Directed by Craig Johnson
Starring Woody Harrelson, Laura Dern, Isabella Amara and Cheryl Hinds.
It’s not easy to like Wilson (Woody Harrelson). A lonely misanthrope who just wants to be loved and to connect with those around him, he gets it wrong every time. He says the first thing that comes into his head, no matter how tactless or inappropriate. But when his father dies, it’s a watershed moment. Wilson is now completely on his own so he decides to track down his ex-wife – only to discover they had a daughter he never knew about and who was adopted. It’s the chance he’s been looking for.
Wilson arrives off the back of screenings at Sundance London last week and after some decidedly lukewarm reviews Stateside. But is it the film that’s the problem or the character? Let’s start with the man himself.
Despite his loneliness and complete lack of tact, he’s also remarkably insensitive to the needs of others, especially when it comes to personal space. It’s not that he doesn’t respect it, he completely ignores it, a real social faux pas given our preoccupation with laptops and mobile phones, so he’s immediately at odds with just about everybody. Yet, although you probably wouldn’t want to sit next to him on the bus, there are times when you think there just might be a grain of truth in what he says.
What makes him funny is that he actually comes out with things we’ve probably all thought at some point, but never dared say because it would offend and generally make matters worse. But he comes right out and says them. For everybody to hear. Pity the woman in the street who makes a huge fuss of his dog, talking to it as if it were a baby. Wilson responds in a high pitched, childish voice, pretending to be the dog. The woman’s not impressed.

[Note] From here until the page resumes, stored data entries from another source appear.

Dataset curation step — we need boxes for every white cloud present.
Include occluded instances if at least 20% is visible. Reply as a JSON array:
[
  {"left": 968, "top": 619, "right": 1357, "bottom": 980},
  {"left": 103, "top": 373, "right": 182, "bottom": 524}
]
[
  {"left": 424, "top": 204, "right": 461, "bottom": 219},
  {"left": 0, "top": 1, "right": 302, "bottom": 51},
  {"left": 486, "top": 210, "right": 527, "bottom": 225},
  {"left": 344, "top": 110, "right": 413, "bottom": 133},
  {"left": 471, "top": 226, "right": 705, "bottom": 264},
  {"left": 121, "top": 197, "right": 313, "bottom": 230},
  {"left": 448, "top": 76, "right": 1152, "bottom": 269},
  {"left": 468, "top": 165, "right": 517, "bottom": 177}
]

So it’s no surprise that his ex-wife Pippi (Laura Dern) isn’t exactly filled with joy to see him again, especially after a gap of 17 years. But when he discovers she had a daughter he never knew about and who was adopted, the balance of their relationship changes. For Wilson, this is the chance he’s been looking for: to be a father in his own right and build a relationship with his child. Guess what? It doesn’t go quite according to plan.
The film doesn’t fall down on the acting front, with Harrelson giving us a timely reminder of his comedy credentials in generating the laughs but also giving a deeper character study. You’re happy watching him on the screen, laughing at him but would you want him to come and sit next to you on the bus, especially when there’s row upon row of empty seats? Probably not. Laura Dern plays wonderfully against type as his ex, a tattooed waitress who looks a little rough around the edges and isn’t averse to bashing him over the head with her handbag.

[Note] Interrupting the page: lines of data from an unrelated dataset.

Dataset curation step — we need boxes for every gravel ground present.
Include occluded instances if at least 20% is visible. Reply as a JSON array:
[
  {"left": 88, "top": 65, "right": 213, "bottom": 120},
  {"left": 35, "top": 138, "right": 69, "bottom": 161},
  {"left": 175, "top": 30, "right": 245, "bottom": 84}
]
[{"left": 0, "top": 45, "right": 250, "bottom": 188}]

The film’s real problem shows itself just over half way through, when Wilson ends up in prison. At that – very predictable – moment, it all starts to go downhill: the storyline becomes all too obvious and the change in tone is short on credibility. It doesn’t get any better after his release, as he embarks on a relationship that is way too rose tinted. It’s as if two films have been sandwiched together to make one – one where the glue isn’t doesn’t its job.
That said, Harrelson fans won’t be disappointed. It shows off his comic talents to the full and he has a blast in the role. But the film just doesn’t live up to him.